Describing the pair's creative process, Tejada says, “I want it to sound like both of us, and I want it to sound like Reggie and the stacking and looping that he's so well known for, and I wanted to kind of help take that slightly to a more produced level. Likewise, Reggie helps me strip myself back a bit, and then it all just kind of melds together really nicely.”

He adds, “I'm familiar with how Reggie works, and I'm familiar with some of the gear he uses, so I try to set things up [in the studio] so they work in a similar, comfortable kind of way so we can both get our ideas down without having to stop too much for technical setup or things not working. For the most part it works out pretty well.”

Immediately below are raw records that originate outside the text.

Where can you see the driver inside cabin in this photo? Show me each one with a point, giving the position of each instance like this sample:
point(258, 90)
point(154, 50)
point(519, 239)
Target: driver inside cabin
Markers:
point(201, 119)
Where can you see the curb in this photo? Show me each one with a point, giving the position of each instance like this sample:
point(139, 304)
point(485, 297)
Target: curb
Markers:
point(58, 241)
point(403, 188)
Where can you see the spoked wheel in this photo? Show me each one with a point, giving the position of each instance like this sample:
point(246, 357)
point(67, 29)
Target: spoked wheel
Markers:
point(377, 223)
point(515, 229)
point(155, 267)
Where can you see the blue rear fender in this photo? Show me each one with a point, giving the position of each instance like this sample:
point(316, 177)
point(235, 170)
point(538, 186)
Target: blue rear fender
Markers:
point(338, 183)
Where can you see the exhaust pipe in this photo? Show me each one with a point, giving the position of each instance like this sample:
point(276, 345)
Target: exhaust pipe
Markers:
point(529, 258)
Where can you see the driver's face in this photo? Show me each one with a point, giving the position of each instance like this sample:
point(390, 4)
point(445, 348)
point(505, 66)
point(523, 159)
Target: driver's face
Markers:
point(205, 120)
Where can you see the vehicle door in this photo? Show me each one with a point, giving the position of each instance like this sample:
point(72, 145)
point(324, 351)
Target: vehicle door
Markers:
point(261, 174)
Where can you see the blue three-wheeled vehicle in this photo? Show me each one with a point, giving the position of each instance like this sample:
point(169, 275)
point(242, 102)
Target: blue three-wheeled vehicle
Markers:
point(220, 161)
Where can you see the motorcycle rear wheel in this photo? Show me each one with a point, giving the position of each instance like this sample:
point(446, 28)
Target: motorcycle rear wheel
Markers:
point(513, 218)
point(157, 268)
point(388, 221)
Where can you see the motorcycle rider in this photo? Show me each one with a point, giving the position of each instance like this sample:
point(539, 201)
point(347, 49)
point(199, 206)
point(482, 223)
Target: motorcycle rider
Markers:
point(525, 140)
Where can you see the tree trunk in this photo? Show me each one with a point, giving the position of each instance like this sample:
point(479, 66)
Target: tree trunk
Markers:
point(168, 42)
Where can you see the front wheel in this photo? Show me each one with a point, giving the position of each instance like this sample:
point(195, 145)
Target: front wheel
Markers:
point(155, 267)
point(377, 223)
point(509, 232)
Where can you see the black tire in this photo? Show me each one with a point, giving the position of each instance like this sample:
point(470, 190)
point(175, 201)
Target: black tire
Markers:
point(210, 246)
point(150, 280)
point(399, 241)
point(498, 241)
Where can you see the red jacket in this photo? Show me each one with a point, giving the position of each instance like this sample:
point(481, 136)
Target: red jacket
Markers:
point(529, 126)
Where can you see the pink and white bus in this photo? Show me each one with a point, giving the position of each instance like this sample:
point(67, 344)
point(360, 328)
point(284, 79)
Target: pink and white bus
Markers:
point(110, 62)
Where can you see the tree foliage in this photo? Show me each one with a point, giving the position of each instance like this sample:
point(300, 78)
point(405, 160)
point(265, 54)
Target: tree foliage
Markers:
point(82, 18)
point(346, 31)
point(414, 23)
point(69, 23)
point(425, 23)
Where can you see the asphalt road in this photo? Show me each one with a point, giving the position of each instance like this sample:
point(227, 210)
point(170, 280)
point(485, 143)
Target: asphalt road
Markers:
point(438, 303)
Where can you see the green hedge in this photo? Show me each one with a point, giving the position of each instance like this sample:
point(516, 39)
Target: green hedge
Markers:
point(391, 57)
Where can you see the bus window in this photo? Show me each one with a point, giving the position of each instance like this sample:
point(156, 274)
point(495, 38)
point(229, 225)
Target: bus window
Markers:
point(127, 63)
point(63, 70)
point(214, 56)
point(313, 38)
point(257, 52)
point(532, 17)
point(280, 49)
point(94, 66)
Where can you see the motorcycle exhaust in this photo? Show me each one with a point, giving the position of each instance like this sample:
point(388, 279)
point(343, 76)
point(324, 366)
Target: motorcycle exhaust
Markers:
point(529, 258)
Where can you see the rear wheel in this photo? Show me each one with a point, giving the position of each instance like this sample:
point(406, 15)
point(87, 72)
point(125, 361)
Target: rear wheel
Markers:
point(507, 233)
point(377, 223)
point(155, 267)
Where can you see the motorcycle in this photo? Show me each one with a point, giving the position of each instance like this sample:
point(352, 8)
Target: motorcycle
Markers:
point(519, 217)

Watts says, “What's great is that I like to create quickly, and John just kind of does that naturally on his own. That on-the-fly creativity and speed works, at least personally for me, how I've always found it to work.”

“I get excited to work on the songs, and I've been learning a lot from Reggie in the process,” Tejada says. “Nothing is forced. It can just be whatever it wants to be, and I think that we plan to keep doing it just for fun. We were doing this for a year just for fun without realizing that we should progress the plan.”

“I think the first thing [listeners will] notice is that it's a good blend of our two styles,” Watts says. “I think we're doing a really great record that has a lot of stuff that you can dance to, and some atmospheric stuff, and it's just something different. It's synthetic but also has the organicism that I like to do.

“I always want to make music,” Watts says, “but what I'm excited about [is] to put out a track that I'm involved with and see people dance to it, in the clubs or wherever, that is particularly satisfying for me, that kind of music, and this is our version of that.”

Wajatta perform at Zebulon on Tuesday, Feb. 6 (zebulon.la), and at MojaMoja at Avalon Hollywood on Saturday, Feb. 10 (themojamoja.com).